Seismic Waves Used to Image Earth’s Subsurface
STANFORD, Calif., May 29 (UPI) — By measuring tiny ground tremors from cars, trucks, planes and anything else that moves on Earth’s surface, researchers have mapped the subsurface of Long Beach, Calif., and hope to create a similar map of the entire continental United States.
Researchers used a new software processing technique to analyze ambient noise data collected by thousands of sensors installed around Long Beach to monitor oil reservoirs, and created a map of the Earth’s subsurface up to half a mile deep. That map already has revealed new information about the Newport-Inglewood fault that runs beneath the city.

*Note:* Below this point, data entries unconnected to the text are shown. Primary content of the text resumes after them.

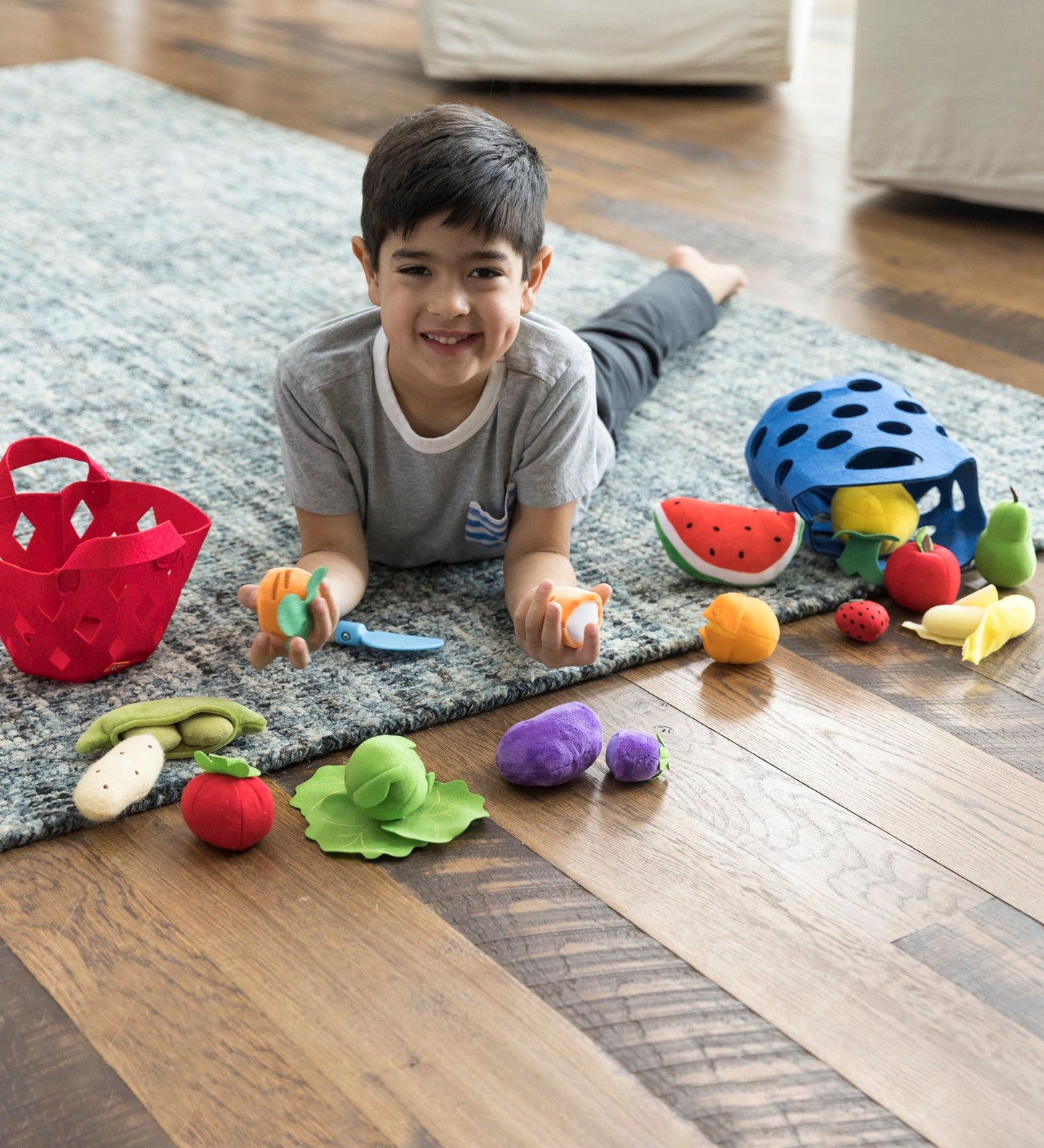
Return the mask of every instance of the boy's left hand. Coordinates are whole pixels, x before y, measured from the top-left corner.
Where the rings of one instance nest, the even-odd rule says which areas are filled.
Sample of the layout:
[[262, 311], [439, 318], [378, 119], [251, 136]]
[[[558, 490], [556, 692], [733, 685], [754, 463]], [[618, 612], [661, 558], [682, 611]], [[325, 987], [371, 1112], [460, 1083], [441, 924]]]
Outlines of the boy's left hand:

“It’s a technique that scientists have been trying to develop for more than 15 years,” said Nori Nakata, Thompson Postdoctoral Fellow at the School of Earth, Energy & Environmental Sciences at Stanford University, in a press release. “[Nakata’s] groundbreaking achievement is sure to be widely emulated.”
The new technique allows researchers to better analyze body waves, which travel through the Earth, to translate information in ambient noise into a visual representation. The ability to see and measure the layout of the subsurface and study its movement will allow researchers to gain more understanding into seismic waves, fault lines both well-known and not, and learn more about the composition and organization of rocks beneath the planet’s surface.
“This has been something of a holy grail in Earth imaging,” said geophysicist Greg Beroza, the Wayne Loel Professor at Stanford.